Hu Li, Ph.D. (MPET ’13), is leading a Mayo team analyzing genomic information collected by the Technologies for Host Resilience (THoR) project. THoR aims to discover therapeutic responses to emerging infections and antibiotic resistance.

THoR’s approach is to determine what genes or regulatory networks affect immune responses to threats such as Ebola, influenza or antibiotic-resistant bacteria. The project will test hundreds of diseases in different host species using technology and analysis to compare characteristics of tolerance between hosts. Other collaborators on the THoR project include Harvard University, Temple University, Tufts University and Boston Children’s Hospital.

Dr.

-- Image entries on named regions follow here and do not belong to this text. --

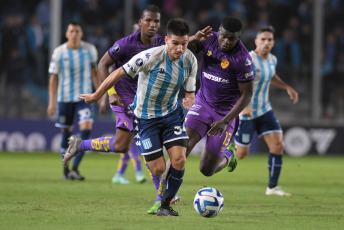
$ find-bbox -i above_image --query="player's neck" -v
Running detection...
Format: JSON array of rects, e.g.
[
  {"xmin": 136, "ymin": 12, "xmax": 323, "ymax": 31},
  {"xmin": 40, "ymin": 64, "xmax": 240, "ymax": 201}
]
[
  {"xmin": 254, "ymin": 49, "xmax": 269, "ymax": 60},
  {"xmin": 140, "ymin": 33, "xmax": 154, "ymax": 46},
  {"xmin": 67, "ymin": 42, "xmax": 81, "ymax": 50}
]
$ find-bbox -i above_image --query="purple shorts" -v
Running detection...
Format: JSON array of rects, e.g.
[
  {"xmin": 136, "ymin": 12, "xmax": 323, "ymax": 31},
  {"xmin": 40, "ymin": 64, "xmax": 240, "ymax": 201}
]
[
  {"xmin": 185, "ymin": 99, "xmax": 239, "ymax": 157},
  {"xmin": 111, "ymin": 106, "xmax": 133, "ymax": 132}
]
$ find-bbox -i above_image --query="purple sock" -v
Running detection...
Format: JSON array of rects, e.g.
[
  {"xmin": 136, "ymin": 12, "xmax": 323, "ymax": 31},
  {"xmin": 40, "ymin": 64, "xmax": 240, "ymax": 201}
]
[
  {"xmin": 129, "ymin": 142, "xmax": 142, "ymax": 172},
  {"xmin": 224, "ymin": 149, "xmax": 234, "ymax": 165},
  {"xmin": 79, "ymin": 137, "xmax": 117, "ymax": 152},
  {"xmin": 117, "ymin": 153, "xmax": 130, "ymax": 174}
]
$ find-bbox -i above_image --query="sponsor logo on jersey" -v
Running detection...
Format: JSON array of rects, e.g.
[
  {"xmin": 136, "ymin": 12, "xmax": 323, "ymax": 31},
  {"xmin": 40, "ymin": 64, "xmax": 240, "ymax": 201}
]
[
  {"xmin": 142, "ymin": 138, "xmax": 153, "ymax": 150},
  {"xmin": 221, "ymin": 59, "xmax": 229, "ymax": 69},
  {"xmin": 112, "ymin": 44, "xmax": 120, "ymax": 53},
  {"xmin": 245, "ymin": 58, "xmax": 252, "ymax": 66},
  {"xmin": 245, "ymin": 71, "xmax": 253, "ymax": 78},
  {"xmin": 135, "ymin": 58, "xmax": 143, "ymax": 66},
  {"xmin": 188, "ymin": 111, "xmax": 199, "ymax": 116},
  {"xmin": 203, "ymin": 72, "xmax": 229, "ymax": 83},
  {"xmin": 183, "ymin": 66, "xmax": 191, "ymax": 77},
  {"xmin": 191, "ymin": 104, "xmax": 202, "ymax": 111}
]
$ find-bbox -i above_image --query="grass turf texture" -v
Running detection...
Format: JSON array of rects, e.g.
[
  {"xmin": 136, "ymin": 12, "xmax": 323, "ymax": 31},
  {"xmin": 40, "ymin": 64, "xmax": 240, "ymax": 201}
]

Li’s group is at the forefront of precision medicine — using an individual patient’s genome to deliver better, safer, more tailored health care. The Mayo team will incorporate systems biology approaches and advanced network tools to identify driver genes important for tolerance — the immune response that helps patients cope with the damage caused by pathogens or by a patient’s immune response.

“Our long-term goal is to develop therapeutics to boost and manipulate the activities of these drivers to help patients mitigate harmful or even fatal consequences from pathogen infections,” says Dr. Li, Department of Molecular Pharmacology and Experimental Therapeutics at Mayo Clinic in Rochester.

THoR is funded through the Defense Advanced Research Projects Agency (DARPA) in response to biological threats, especially drug-resistant pathogens.